When Richard C. Holbrooke was introduced as the U.S. special representative for Afghanistan and Pakistan, India was a glaring gap in his portfolio. However, during the last nine months it has become clear there is no sustainable solution in the region until this gap is filled. Success in the region will largely depend on whether we are able to bring India back into the mix.
India is crucial to any resolution. First, whether real or imagined, Pakistan considers India a serious threat. As the recent debate over the Kerry-Lugar bill suggests, few things agitate Pakistanis more than a perceived threat to their sovereignty. These nuclear neighbors, India and Pakistan, lived through a partition only 60 years ago that cost more than a million lives, they have fought three major wars since, and they continue to maintain thousands of troops on their shared border. As a result, Pakistan’s paranoia over the eastern border they share with India directly impacts its political will and resources to support U.S. efforts on their western border with Afghanistan.
Second, Pakistani sensitivities explain their mixed messages regarding militants. Although recent events indicate Islamabad is changing its tune, many observers believe the Pakistani military, which nurtured these forces in the past, considers these fighters a deterrent against India. Evidence suggests the militants feel the same.
For instance, after the Mumbai bombings, Taliban spokesman Maulvi Omar noted that if India “dared to attack Pakistan” the Taliban would “put aside” fighting the Pakistani army and “defend their frontiers, their boundaries and their country.” Hence, Pakistan may be willing to live with the same insurgents the United States is trying to defeat. Furthermore, Pakistan is unlikely to allow a hostile, or even a neutral, Afghanistan to be stable.
Neutrality equals support for India. Pakistan cannot afford to be surrounded on both sides by potential adversaries. Recent intelligence suggests that India may be exacerbating the situation by using their consulates in Afghanistan to support clandestine activities in Pakistan, particularly the restive Baluchistan province. It is not surprising, then, that Islamabad has failed to fully cut ties with the Taliban, who are not only from Afghanistan’s largest ethnic group, the Pashtun, but who present a means for countering India’s growing influence in Afghanistan. A failure to recognize the Pakistani position only complicates U.S. desire for a strong central Afghan government.
Finally, India is crucial to any resolution because of the continued dispute over Kashmir, called “the most dangerous place in the world” by former President Bill Clinton.
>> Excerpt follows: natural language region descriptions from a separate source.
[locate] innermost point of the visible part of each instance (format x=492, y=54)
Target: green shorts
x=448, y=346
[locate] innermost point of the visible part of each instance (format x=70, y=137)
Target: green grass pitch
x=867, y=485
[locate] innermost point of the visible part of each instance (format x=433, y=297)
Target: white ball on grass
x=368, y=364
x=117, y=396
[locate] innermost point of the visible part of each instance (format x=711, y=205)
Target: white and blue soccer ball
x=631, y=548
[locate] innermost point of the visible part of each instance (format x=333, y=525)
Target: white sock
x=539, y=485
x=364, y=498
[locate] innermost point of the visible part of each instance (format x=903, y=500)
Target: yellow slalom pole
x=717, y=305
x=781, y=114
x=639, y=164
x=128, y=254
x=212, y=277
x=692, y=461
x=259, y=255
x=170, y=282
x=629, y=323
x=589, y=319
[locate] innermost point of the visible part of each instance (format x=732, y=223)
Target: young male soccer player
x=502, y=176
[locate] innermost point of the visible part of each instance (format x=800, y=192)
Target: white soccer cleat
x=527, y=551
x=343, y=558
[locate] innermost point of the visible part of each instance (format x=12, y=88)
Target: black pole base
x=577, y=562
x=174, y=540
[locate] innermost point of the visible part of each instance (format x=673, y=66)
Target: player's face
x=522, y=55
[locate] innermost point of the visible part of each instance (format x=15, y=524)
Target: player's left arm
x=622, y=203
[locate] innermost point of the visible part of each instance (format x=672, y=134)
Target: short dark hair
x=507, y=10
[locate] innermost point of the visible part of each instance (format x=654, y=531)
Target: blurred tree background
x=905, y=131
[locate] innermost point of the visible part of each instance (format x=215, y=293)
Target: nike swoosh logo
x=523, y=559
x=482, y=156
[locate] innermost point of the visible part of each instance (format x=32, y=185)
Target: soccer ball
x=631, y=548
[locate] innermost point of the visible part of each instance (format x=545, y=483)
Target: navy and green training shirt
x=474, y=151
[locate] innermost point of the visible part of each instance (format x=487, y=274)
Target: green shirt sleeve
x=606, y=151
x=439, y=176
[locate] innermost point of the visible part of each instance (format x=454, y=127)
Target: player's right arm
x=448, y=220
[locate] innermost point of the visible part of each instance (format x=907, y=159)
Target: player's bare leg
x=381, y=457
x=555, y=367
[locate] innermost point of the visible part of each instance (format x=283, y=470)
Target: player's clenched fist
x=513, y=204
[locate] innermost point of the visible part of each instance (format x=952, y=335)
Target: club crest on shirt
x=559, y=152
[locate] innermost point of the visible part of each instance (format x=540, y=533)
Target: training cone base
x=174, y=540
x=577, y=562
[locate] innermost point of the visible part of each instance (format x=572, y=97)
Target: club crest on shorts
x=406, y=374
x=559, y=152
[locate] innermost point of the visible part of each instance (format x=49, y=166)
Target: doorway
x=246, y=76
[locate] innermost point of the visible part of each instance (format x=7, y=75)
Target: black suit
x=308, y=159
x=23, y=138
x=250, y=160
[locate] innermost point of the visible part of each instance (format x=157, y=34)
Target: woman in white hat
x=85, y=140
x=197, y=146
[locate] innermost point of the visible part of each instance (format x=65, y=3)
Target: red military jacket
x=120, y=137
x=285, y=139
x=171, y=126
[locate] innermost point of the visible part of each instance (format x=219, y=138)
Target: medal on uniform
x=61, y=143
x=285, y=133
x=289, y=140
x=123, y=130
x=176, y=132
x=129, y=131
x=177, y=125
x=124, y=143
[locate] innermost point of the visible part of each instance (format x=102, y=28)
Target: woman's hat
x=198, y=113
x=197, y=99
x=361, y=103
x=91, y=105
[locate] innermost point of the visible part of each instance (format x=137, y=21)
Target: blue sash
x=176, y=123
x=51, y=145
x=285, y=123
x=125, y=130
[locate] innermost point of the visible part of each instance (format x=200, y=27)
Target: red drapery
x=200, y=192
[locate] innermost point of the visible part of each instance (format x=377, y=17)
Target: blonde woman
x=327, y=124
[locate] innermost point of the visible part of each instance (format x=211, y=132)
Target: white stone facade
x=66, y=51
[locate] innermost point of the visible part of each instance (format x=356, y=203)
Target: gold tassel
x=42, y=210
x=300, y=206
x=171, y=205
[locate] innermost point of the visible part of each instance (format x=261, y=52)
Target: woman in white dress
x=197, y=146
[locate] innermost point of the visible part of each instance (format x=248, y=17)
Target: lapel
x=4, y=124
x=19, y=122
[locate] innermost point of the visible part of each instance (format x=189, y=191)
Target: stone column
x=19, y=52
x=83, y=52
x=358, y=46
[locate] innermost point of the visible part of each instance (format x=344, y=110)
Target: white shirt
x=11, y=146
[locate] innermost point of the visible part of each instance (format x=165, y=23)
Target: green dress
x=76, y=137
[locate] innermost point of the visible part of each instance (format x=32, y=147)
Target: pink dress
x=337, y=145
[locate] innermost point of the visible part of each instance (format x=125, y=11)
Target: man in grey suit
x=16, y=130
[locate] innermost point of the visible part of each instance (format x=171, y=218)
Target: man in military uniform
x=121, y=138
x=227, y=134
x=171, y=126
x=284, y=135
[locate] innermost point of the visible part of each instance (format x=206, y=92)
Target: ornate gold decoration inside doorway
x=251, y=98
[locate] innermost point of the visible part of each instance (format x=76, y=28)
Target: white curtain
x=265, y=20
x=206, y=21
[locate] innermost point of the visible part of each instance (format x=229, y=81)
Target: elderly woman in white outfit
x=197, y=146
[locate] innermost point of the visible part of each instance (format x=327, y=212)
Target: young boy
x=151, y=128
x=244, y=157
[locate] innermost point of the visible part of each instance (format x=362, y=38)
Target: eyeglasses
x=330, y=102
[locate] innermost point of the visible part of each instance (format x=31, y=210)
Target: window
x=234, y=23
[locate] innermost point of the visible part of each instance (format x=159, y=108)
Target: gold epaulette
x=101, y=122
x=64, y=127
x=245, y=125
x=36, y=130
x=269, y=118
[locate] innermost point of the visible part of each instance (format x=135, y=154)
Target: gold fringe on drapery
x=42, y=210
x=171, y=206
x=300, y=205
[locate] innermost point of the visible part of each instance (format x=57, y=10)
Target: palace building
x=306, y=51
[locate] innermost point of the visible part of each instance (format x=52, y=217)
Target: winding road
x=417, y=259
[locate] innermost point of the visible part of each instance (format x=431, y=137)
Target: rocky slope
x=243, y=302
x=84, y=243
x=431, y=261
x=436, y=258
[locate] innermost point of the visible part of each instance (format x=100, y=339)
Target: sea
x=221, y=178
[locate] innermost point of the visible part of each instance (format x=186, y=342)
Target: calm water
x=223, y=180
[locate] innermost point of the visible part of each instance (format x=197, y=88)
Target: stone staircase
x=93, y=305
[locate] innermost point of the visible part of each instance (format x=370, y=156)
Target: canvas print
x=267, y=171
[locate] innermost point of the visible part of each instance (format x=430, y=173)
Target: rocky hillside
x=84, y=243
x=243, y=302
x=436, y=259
India has half a million troops in Kashmir, the largest military deployment in the world, and this territory remains the primary source of militancy and nuclear tension in the region. All major militant groups in Pakistan have some link to the Kashmiri fight. More important, these groups have an extensive network and roots in the region, unlike al Qaeda.
The recent bombings in the Punjab, Pakistan’s most populous region and home to many Kashmiri militant groups, suggest growing ties between local militants and global jihadists; a potent mix of indigenous networks and al Qaeda expertise. The more Pakistan has to focus on this militancy, the less it can support U.S. objectives on the frontiers.
So, what must be done? The obvious first step is to include India in Mr. Holbrooke’s portfolio. This would send a strong signal that we are interested in a comprehensive regional solution. Second, we need multilateral efforts to begin resolving the issue of Kashmir. Aside from tackling the core security challenge in the region, this would give political cover to a fledgling Pakistani democracy.
Finally, we need to find ways to give a greater stake in Afghanistan’s stability to the Pashtuns, who retain strong tribal ties across the border in Pakistan. This will help allay Pakistan’s concerns about its ability to exert influence in Afghanistan over the long term and, thus, secure a more sustained commitment from them against those militants who pose the greatest threat to us.
Naturally, these steps must also be accompanied by measures to reassure our Indian allies, who have borne the brunt of militancy on numerous occasions. Regardless of what concrete steps we take in the region, our approach must consider the larger strategic context. In doing so, one thing must be clear: India can no longer be absent from the discussion.
Adnan A. Zulfiqar is a fellow at the Truman National Security Project and a former Senate staff member.